According to Lema'an Yerushalayim's financial reports, from 2004-2009 it received about NIS 12.7 million from Meuhedet. Lemberger's positions as Meuhedet board member and as director of the nonprofit constituted a conflict of interest, according to the report. The HMO made monthly payments to the nonprofit association in accordance with their agreement but did not demand detailed receipts and payment orders in return.

Lindenstrauss has asked the Health Ministry to consider requiring Meuhedet to repay the state for money it disbursed for the association's activities in violation of the Health Insurance Law in the guise of payment for administrative services in its branches.

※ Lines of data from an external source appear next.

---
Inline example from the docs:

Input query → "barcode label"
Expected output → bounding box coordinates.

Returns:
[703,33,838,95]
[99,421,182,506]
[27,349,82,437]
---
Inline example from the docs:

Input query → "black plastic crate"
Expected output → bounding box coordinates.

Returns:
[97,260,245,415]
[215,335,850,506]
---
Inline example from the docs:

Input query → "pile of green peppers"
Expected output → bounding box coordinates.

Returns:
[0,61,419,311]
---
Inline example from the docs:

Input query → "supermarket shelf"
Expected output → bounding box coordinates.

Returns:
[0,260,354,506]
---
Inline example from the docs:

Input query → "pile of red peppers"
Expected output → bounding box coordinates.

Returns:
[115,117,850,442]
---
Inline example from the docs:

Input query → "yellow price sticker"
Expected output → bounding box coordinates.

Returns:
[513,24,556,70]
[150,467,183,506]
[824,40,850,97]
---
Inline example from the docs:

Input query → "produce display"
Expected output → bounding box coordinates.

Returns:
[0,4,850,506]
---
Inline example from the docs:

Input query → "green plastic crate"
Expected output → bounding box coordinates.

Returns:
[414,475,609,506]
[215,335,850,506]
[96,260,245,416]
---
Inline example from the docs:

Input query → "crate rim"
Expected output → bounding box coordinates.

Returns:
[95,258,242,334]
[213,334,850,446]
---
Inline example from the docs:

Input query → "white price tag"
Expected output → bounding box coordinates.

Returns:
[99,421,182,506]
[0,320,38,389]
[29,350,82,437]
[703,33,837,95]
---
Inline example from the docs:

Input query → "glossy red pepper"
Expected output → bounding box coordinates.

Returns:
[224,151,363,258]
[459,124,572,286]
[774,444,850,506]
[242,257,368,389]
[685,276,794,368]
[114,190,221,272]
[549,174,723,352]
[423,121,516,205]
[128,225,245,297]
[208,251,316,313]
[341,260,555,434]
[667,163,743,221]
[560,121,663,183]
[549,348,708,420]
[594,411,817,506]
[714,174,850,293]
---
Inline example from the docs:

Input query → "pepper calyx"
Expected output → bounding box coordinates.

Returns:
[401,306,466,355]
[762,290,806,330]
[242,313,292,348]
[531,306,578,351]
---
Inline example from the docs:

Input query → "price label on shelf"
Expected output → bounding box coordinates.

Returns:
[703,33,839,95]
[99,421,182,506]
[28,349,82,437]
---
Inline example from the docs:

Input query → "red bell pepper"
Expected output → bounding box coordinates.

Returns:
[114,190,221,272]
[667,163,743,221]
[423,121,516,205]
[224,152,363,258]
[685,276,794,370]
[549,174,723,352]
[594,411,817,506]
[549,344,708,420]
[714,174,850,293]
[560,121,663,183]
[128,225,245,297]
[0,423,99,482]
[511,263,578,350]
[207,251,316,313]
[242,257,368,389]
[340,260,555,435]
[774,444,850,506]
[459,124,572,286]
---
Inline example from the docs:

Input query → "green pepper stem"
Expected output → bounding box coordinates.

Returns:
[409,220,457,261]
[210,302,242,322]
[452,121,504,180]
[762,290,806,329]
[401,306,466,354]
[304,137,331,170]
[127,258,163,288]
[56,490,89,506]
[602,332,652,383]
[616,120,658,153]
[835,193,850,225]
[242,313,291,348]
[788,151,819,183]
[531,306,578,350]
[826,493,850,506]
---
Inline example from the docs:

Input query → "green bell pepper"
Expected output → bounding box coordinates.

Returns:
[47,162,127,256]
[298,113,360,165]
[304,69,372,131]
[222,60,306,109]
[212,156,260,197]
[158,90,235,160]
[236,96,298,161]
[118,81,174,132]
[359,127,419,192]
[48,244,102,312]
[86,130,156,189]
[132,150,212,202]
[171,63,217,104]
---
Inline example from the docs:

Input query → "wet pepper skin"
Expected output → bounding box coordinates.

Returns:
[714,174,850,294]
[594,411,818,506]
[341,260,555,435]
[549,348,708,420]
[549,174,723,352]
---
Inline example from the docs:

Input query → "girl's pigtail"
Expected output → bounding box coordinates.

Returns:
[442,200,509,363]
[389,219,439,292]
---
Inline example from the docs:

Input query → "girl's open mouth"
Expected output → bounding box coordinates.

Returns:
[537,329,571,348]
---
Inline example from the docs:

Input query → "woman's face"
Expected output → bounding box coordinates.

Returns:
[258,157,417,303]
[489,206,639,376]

The findings on Lemberger were submitted to the attorney general, to decide whether to pursue a criminal investigation.

The state comptroller also asked the attorney general to investigate allegations that Meuhedet regularly gave money to nonprofit organizations with the aim of recruiting new members to the HMO.

George Chriki, Meuhedet's chief pharmacist, negotiates with the HMO's pharmaceutical suppliers over the provision of NIS 550 million in drugs annually. He is also the owner of Jerusalem's Moriah pharmacy, which sells drugs to Meuhedet members and which for several years even employed pharmacists who were on the HMO's payroll.

Meuhedet ended its dealings with Chriki's pharmacy in April of this year, in the wake of the comptroller's findings.